The Peak is the tourist must for all visitors to HK. One way to get up to the top of the island is by the Peak Tram. A funicular rail way of two cars that alternate their time at the top and bottom of the mountain. I took the tram up to the top and wandered around for a bit taking photos and enjoying the view and lunch. I saw a path heading down and asked if it went all the way…it did and it would take me an hour to get to the bottom. So I set out down the hill. Not far down was Barker Road station. The station gave a great view of the tram track and I figured I would catch some good shots of the next tram up the mountain. The tram approached and I clicked away. As the tram got to Barker Road, it stopped. There I was with 70 or so passengers in the tram looking out toward the city below and me, alone, standing in their view on the tram station platform.
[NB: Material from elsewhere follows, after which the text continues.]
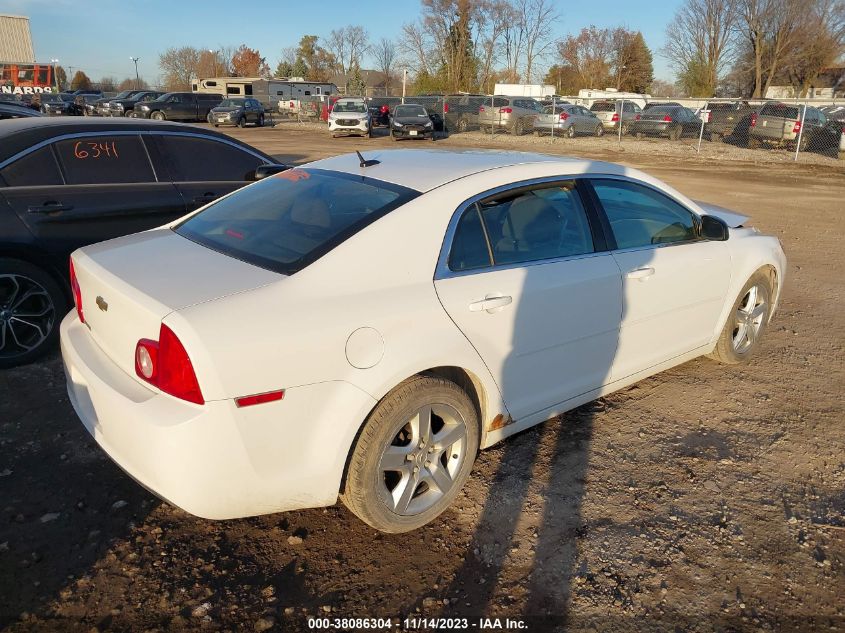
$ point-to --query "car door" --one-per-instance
(88, 188)
(674, 282)
(527, 280)
(203, 168)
I looked the length of the cars: some people giggled, some ignored my presence and some looked annoyed that the tram was paused. But there was this one woman who I could see was trying, discretely to raise her camera in my direction. She obviously didn’t want to be intrusive to me, but when I saw her motion, I smiled. That gave her permission to take her photo of me…I waved; her smile broadened. When she had taken it, I lifted my camera and took this photo…this is her pose, such a warm appreciative smile. She made my day, I hope I made hers.